Wednesday 11 September 2013

A Difficult Clash

The Clash.

For many, those 2 words mean something very special indeed, "Voices Of A Generation", "Spirit Of Punk" or similar. For me, I've generally over the last few years had one thought about the band-

"The most over rated band in history".

That's sacrilege for some people, I understand that, I just don't get them, never have, and probably never will.

It's not that I don't like punk, I generally love it. I am very much both feet in the "punk had to happen" camp. Being born in the early 70s I was too young to really know about that first wave of punk, which, when you look closely at it, lasted a phenomenally short time, just a few months, but post-punk and new wave made a big impression on me as I was growing up, and I came to love The Sex Pistols, who, for me, ARE punk.

I've tried to "get" The Clash, I really have, but every time I settle down and put on one of their albums, it never takes long for me to start thinking the same thought  - "I could be having much more fun if I was listening to The Sex Pistols or The Jam".

Many people say how they ingenuously fused punk and reggae. Well I'm partial to a bit of reggae also, but I don't want my reggae to sound like punk, and I don't want my punk to sound like reggae. For me, it spoils them both.

So, that should make my thoughts on The Clash clear, shouldn't it? Well, not quite, for there is this other part of me that regularly thinks that what music needs today (and not for my benefit, but for the kids, 'cos that who music should be about), more than anything else, is a band like The Clash, flying the flag for this generation.

The Clash sang about life, about politics, about what was happening in ordinary people's lives, and so many kids formed their opinion about how life, and Britain, should be, based on these songs, and those by their contemporaries, such as The Jam, Stiff Little Fingers and, dare I say it, early UB40 (Check out their 1981 single "One In Ten" and tell me that's not damn fine social commentary). Politicians talked about the country and no kid would listen because it was more than likely a pompous old toff or The Iron Lady talking down to them in a way they couldn't relate to. When The Clash and their ilk talked about the problems in this country, the kids listened, these were real people who they could relate to (although largely The Clash weren't quite as "punk" as they would have you believe).

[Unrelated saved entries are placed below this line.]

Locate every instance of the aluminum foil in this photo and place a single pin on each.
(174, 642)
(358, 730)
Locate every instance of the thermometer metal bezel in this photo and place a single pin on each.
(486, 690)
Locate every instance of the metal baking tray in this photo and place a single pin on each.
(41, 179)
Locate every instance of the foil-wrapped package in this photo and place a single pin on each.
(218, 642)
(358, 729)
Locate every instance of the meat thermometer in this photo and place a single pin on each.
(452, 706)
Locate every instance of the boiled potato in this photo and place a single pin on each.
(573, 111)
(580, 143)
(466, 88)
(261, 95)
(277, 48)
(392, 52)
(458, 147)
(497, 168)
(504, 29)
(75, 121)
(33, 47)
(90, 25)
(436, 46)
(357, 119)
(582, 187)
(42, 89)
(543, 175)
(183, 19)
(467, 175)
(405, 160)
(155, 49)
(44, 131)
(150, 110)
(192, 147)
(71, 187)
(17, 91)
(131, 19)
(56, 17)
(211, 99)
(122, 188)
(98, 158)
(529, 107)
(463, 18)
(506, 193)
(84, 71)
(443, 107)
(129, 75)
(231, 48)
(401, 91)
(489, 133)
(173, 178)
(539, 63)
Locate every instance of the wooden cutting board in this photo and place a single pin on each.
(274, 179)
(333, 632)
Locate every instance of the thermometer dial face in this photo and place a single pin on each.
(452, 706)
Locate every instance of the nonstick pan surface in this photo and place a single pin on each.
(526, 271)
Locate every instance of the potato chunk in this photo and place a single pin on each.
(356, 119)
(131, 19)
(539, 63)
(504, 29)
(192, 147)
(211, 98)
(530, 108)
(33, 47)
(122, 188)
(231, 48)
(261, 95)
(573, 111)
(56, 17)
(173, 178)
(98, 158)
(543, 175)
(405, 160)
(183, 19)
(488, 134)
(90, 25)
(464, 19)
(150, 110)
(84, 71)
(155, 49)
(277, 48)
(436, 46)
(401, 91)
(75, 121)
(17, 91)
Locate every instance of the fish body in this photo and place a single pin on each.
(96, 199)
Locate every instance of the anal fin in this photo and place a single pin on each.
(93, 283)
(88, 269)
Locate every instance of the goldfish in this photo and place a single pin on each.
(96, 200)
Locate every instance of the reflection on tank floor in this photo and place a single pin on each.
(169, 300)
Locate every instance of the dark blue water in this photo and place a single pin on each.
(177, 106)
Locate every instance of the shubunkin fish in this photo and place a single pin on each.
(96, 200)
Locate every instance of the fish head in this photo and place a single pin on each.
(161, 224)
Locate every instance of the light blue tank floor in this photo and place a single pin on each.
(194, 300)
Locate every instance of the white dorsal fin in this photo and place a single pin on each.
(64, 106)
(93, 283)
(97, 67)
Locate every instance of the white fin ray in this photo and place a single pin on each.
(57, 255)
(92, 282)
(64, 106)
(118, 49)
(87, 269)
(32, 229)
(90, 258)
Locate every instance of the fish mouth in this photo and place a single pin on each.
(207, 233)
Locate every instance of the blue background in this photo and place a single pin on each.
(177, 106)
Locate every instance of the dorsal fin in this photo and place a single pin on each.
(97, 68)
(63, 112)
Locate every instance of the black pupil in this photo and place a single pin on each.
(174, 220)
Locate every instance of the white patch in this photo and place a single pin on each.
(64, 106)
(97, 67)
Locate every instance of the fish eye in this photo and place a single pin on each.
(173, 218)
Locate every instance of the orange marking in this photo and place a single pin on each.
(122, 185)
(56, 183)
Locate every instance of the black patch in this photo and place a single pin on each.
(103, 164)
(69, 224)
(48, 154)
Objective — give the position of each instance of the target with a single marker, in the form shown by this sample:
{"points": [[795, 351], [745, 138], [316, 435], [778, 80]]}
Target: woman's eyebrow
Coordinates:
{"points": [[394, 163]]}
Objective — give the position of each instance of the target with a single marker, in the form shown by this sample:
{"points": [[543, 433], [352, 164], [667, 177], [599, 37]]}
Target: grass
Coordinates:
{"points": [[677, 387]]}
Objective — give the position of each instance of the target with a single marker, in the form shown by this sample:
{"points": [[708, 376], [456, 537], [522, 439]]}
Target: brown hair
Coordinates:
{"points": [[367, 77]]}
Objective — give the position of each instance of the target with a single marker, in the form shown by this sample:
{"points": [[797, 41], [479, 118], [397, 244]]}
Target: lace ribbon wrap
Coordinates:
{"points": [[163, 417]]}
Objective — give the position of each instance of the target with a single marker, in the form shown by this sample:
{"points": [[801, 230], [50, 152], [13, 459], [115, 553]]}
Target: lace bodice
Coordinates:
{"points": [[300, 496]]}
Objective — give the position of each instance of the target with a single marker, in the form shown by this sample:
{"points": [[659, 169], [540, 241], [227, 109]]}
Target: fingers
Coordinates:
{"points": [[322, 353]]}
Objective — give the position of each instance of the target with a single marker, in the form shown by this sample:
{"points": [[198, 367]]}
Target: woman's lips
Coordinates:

We've just spent 6 years going through the worst economic crisis for decades, we've had riots in the streets of our major cities, we've been at war in various parts of the middle east non stop for over a decade, our politicians have been found out to be largely a bunch of crooks and cheats who will sting the tax payer for every penny they can lay their hands on, but who the hell is out there making impassioned music about all of this and helping our kids to understand it all from a "man in the street" point of view? Not a single damn person or band from what I can see.

Now I'm sure that there are plenty of bands singing about all this, but I'm equally sure they are being heard by one man and his dog. They are certainly not getting TV time and hitting the high end of the charts like they were 30/35 years ago (although that's probably another rant sometime about TV and radio "not wanting to upset their sponsors").

I see there is a new box set out of The Clash, covering pretty much everything they ever did, and by all accounts it's a mightily impressive, lovingly constructed package. I won't be buying it though, because I know exactly what would happen if I started listening to it - I'd just wish I was doing something else (anything else) instead. But how I wish someone would grab the bull by the horns and be the new Clash, and inspire a generation to think about the larger world around them. I wonder if I'd like them?